Такие открытия, как выявление того, что фонема d в детской речи (как и в большинстве языков) всегда связана с указанием, позволяют думать, что языковедение будущего еще задумается над мыслями Хлебникова. В «Свояси» Хлебников писал: «Увидя, что корни лишь призрак, за которыми стоят струны азбуки, найти единство вообще мировых языков, построенное из единиц азбуки, — мое второе отношение к слову. Путь к мировому заумному языку». Возможно, что науке еще предстоит пройти этот путь. Увеличивающиеся факты, подтверждающие вероятную врожденность истоков языка, накладывают ограничения на произвол в его исследовании и в планировании международных языков. Хлебников чутьем почувствовал это прежде, чем ученые лингвисты.
Соединение установки на заумь с исключительной рационалистичностью не было особенностью одного только Хлебникова.
Почему заумные стихи в «большой литературе» появляются в сочинениях, написанных для детей? И почему вообще в детской литературе столько «лепных нелепиц», как их назвал один из первых их собирателей, делившийся ими с Хлебниковым, — Корней Чуковский.

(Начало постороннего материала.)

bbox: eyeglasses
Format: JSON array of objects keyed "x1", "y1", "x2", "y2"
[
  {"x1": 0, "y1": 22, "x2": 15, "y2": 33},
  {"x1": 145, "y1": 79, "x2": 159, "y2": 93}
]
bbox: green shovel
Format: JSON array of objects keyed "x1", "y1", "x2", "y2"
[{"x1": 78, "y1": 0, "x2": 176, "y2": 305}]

Проблема зауми или абсурда в словесном искусстве с этой точки зрения может рассматриваться как эксперимент, связанный с исследованием взаимоотношений синтаксиса и семантики в современной науке.

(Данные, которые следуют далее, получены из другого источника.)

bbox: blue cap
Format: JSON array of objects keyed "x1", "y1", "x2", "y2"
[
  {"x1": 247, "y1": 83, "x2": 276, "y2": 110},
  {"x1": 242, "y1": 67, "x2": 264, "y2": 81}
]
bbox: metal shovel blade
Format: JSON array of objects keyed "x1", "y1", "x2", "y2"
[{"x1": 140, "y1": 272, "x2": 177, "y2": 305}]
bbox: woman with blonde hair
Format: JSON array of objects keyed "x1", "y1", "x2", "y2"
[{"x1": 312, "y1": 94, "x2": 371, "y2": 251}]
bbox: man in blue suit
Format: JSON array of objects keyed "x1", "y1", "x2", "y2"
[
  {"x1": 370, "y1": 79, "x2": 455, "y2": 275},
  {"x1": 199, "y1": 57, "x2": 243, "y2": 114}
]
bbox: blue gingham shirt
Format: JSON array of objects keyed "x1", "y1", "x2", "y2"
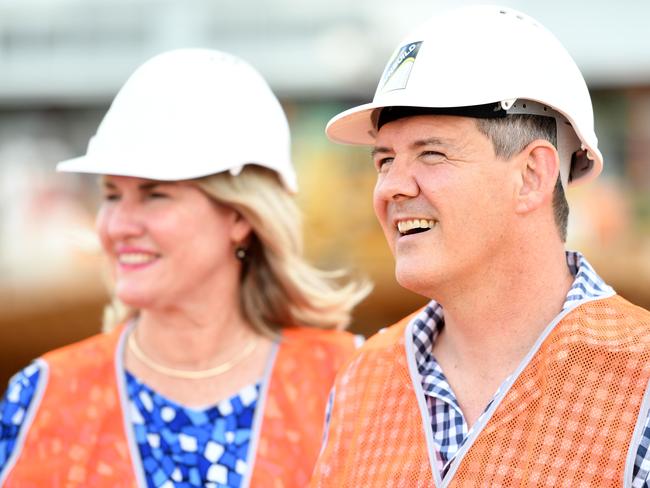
[{"x1": 412, "y1": 251, "x2": 650, "y2": 486}]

За пределами естественного языка сходная проблема осмысления зауми как соотношений с некоторыми внеязыковыми ситуациями возникает по отношению к синтаксису реальных ситуаций. Абсурдные положения, рождаемые при нарушении обычных причинно-следственных отношений (как это обычно во сне), оказываются часто осмысленными в духе действительности, соответствующей абсурду (как у Кафки). Поэтому искусство абсурда как бы строит иногда прогнозирующие модели по отношению к действительности.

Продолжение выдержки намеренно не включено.